NVIDIA / DCGM

NVIDIA Data Center GPU Manager (DCGM) is a project for gathering telemetry and measuring the health of NVIDIA GPUs
Apache License 2.0
387 stars 50 forks source link

Facing error in running sdk_sample DCGMReader.py #165

Open premalathak12 opened 5 months ago

premalathak12 commented 5 months ago

/test1/DCGM/sdk_samples$ cmake . CMake Error at CMakeLists.txt:18 (install): install FILES given no DESTINATION!

-- Configuring incomplete, errors occurred!

Tried exporting DESTINATION variable with a empty directory. Still getting same error. Can this be run inside container only ?

Please let me know, how to build and run DCGMReader.py.

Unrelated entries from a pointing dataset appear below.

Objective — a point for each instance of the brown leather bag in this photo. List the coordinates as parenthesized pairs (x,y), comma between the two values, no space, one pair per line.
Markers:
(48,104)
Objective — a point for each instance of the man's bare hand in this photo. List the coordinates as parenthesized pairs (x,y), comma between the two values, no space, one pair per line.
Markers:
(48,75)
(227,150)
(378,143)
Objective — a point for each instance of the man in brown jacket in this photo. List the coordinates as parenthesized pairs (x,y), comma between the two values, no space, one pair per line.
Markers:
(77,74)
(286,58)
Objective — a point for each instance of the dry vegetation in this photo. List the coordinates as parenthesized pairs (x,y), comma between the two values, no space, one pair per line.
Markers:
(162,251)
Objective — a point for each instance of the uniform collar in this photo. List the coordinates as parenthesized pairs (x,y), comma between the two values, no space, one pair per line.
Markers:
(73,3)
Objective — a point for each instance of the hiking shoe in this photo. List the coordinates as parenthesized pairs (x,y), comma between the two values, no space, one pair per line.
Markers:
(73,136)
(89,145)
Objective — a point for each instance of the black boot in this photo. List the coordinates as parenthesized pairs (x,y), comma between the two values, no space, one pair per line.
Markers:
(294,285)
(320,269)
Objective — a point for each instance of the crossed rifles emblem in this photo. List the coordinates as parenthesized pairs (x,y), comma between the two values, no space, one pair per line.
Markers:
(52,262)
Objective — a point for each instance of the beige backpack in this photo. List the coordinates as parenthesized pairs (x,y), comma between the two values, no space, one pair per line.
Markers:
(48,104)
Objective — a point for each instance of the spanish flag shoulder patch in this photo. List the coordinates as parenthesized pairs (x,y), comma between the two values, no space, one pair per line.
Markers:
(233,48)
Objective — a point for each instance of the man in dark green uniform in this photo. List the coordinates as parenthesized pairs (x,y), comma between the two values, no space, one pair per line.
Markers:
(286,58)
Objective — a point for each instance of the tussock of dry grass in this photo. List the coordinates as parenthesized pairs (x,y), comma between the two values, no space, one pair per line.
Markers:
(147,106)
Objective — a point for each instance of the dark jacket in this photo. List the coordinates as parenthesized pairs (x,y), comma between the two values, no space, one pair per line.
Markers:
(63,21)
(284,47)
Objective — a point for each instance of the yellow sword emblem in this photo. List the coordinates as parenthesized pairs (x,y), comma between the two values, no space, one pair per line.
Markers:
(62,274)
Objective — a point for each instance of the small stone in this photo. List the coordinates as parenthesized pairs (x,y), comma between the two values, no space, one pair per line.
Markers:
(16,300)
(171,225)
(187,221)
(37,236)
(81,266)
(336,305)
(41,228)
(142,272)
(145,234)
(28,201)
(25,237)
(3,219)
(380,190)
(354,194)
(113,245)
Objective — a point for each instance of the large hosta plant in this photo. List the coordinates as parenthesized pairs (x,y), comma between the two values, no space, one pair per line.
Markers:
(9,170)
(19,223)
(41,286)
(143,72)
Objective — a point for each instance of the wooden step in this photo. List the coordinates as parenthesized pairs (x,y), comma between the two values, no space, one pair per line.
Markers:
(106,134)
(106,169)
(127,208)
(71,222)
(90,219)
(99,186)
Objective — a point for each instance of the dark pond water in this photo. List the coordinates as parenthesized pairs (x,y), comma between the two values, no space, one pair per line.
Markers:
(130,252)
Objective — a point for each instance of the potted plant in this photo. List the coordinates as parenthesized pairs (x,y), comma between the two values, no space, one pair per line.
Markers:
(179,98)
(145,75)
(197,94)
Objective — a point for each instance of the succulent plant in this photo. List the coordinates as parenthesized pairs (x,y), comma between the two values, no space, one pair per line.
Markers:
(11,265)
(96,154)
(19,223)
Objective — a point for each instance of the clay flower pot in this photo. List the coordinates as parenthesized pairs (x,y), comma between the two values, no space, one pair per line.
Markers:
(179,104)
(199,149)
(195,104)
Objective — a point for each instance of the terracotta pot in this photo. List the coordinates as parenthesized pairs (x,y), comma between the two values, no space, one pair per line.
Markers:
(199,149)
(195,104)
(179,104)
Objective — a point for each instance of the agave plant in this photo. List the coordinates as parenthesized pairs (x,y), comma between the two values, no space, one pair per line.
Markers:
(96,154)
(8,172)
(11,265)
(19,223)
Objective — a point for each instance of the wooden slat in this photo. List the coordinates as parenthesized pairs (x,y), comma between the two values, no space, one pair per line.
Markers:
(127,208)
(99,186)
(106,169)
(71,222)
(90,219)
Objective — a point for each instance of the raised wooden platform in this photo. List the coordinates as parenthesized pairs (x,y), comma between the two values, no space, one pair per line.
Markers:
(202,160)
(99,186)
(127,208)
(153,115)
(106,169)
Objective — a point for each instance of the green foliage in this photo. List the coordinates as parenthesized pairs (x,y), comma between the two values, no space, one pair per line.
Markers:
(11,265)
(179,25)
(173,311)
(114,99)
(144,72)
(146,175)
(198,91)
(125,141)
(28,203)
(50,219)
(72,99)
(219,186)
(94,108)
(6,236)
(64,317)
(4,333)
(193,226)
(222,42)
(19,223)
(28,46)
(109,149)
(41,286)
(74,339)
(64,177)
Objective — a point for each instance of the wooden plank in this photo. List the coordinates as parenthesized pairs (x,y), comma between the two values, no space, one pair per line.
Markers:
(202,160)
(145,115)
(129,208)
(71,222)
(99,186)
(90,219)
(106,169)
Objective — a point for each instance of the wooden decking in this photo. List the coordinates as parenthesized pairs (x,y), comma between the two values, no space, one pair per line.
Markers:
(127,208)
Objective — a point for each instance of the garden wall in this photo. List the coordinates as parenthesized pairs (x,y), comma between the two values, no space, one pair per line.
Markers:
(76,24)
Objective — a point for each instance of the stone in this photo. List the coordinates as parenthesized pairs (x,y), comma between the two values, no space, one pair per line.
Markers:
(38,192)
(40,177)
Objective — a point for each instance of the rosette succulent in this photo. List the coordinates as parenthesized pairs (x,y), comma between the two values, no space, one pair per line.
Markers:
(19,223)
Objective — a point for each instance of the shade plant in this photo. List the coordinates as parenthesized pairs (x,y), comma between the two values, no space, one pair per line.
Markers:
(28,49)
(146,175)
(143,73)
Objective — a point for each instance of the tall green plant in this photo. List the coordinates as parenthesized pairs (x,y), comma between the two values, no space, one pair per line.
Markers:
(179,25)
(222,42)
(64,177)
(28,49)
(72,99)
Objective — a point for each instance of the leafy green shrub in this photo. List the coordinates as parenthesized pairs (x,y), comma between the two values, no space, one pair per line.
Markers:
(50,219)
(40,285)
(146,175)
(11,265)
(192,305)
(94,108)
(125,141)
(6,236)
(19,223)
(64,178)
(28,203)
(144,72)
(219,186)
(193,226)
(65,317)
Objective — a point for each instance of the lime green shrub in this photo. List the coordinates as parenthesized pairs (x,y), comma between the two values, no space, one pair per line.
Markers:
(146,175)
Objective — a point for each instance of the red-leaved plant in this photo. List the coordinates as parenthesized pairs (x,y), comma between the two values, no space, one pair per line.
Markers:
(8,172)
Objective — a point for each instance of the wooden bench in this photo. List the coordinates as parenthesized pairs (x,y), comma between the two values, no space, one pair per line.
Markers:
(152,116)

nikkon-dev commented 5 months ago

@premalathak12,

DCGM build system is designed to run inside the dcgm build container (the dcgmbuild directory provides a way to make it). Our Cmake does not support in-tree build, and sdk_samples are part of the whole project build - it requires the environment defined in the top-level CMakeLists.txt

premalathak12 commented 5 months ago

@nikkon-dev I have not builded as i was getting some errors but installed the datacentre-gpu-manager. In the /usr/local/bindings/ able to run dcgm_example.py. Copied the dcgm_readerexampley.py from sdk_samples and tried to run it. I got a error :

    self.LogDebug("fieldGroupId: " + findByNameId  + "\n")
TypeError: can only concatenate str (not "c_void_p") to strFile "/usr/local/dcgm/bindings/python3/DcgmReader.py", line 402, in GetFieldMetadata
    self.LogDebug("fieldGroupId: " + findByNameId  + "\n")
TypeError: can only concatenate str (not "c_void_p") to str 

So added it as str(findByNameId). That error got resolved.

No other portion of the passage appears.